The real estate sector, which has remained relatively untouched by the digital revolution, is witnessing a massive operational transformation. The 537 million square feet rent-generating commercial real estate inventory is estimated to be worth over $70 billion.
Basically real estate attracts investors since, the returns are far beyond fixed deposits and stock markets. FDs return 6%, while equities offers returns in the range of 15% (plus or minus). In terms of taxes, an investor only pays 21.6% on rent and 10% effective on capital gains compared to 33% in FDs.
Returns in developed countries have usually been below 5%, and this is one reason why NRIs, even those living in the Middle-East flock Indian shores.
Commercial real estate to this regards, offers constant returns through rent-generating properties, tenanted mostly by blue-chip companies, booked for a lease period of 9 to 15 years with a minimum 3 year lock in period.
Besides the returns, a contracted annual appreciation of 5% within lease agreements factors for inflation and keeps profits afloat.
The last quarter alone witnessed $85.79 billion worth of FDI inflow in India – the highest-ever FDI made within a single quarter. These constantly growing trade investments are a reflection on a rapidly booming business landscape within the country and are having a positive impact on the real estate sector. Industry experts estimate that NRI investments in the Indian real estate market will touch $11.5 billion in 2017.

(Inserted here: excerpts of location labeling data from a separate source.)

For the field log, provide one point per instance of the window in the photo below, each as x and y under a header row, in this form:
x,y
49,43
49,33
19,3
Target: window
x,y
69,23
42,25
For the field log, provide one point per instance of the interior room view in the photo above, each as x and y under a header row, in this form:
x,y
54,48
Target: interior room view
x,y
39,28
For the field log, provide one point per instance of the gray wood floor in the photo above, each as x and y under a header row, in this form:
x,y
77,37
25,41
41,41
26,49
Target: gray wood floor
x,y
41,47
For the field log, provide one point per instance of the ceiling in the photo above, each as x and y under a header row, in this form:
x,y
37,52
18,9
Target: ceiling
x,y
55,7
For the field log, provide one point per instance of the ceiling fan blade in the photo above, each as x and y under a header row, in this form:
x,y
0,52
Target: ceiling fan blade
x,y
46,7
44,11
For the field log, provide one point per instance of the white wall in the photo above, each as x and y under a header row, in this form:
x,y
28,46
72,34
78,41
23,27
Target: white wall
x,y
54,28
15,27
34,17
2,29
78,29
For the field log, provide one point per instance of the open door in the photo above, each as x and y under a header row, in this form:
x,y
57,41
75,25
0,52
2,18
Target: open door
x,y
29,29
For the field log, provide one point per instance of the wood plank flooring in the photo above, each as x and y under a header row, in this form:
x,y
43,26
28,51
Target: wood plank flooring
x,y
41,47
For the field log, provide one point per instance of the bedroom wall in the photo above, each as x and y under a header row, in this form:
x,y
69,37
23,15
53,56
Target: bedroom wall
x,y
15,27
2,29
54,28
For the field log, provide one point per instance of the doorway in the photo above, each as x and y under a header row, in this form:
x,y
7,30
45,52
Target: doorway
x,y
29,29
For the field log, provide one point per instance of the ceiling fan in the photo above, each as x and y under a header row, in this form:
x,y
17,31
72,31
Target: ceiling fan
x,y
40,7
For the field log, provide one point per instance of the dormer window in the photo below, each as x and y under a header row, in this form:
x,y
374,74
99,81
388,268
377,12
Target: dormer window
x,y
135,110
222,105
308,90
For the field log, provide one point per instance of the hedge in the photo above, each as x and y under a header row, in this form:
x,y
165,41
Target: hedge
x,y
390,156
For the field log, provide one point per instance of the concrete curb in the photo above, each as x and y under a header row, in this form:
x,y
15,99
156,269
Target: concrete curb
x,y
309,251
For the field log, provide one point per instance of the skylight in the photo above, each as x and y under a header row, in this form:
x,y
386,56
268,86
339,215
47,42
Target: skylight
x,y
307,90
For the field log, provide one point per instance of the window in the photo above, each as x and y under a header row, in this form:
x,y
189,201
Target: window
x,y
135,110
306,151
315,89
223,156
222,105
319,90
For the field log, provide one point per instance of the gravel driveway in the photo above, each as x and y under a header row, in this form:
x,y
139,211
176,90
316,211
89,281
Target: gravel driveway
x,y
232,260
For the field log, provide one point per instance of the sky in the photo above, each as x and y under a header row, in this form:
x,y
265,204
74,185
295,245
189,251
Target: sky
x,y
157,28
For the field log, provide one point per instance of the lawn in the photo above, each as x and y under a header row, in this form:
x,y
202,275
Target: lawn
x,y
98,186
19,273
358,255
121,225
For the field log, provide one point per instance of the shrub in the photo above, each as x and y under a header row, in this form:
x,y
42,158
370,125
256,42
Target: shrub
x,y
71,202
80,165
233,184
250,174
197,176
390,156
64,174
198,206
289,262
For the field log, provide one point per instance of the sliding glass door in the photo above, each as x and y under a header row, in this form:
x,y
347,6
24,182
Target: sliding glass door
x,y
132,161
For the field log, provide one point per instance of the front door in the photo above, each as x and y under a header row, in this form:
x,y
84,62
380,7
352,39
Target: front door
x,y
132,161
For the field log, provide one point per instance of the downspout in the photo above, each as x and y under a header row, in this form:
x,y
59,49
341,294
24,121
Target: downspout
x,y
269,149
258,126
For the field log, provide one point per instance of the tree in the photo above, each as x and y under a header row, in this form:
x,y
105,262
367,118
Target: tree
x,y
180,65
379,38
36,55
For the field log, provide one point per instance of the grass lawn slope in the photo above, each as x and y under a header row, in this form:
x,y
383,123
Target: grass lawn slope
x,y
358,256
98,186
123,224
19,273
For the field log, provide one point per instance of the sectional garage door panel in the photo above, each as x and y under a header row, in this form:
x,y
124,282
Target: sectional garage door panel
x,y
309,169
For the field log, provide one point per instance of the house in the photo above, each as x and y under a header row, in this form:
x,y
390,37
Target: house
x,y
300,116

Although investors understand that property provides the best post-tax returns in India, a good proportion of them are hesitant owing to commitment of personal time and effort that is required.
Factors that put off
One of the biggest reasons why a majority of overseas investors usually stay away from putting capital into the real estate sector is that it requires considerable domain knowledge, along with significant investment of personal time. At times, real estate investors need to conduct extensive research to analyse the future potential of a property, take part in successive negotiations, and initiate proceedings to liquidate the asset at a later date.
Being geographically removed from where the asset is located makes investors anxious about how the property gets managed. Most investors, therefore, gravitate towards investing in under-construction or early-stage projects managed by developers, where the risks could be higher.
The constant involvement of administrative authorities and third-party players, such as brokerage firms and independent real estate agents, serves to further complicate an already complex situation. These complications magnify when the perspective is shifted to commercial properties, which often require exhaustive paperwork to model complex lease structures as well as the cash-flow management.
Technology has been playing a pivotal role in bringing about a marked change in this mindset. While end-to-end physical presence was earlier required for making an investment into real estate, digital platforms have come to the fore to counter the prevailing challenges and extend a seamless investment experience to NRI investors of late.
Cutting-edge technologies such as big data, machine learning, data analytics, and pattern recognition come up with in-depth insights on various properties. Thereby acting as an active gateway for NRI investors to make data-driven investments.
Individual investors also have the option of either buying properties listed on digital platforms completely or making fractional investment.
Fractional investment helps in bringing greater diversification in investments, thus increasing returns while minimizing risks. The end-to-end management of the asset is done by the platform. All signatures and paperwork formalities are completed digitally, making it incredibly simple and easy for NRIs to buy and manage properties in India.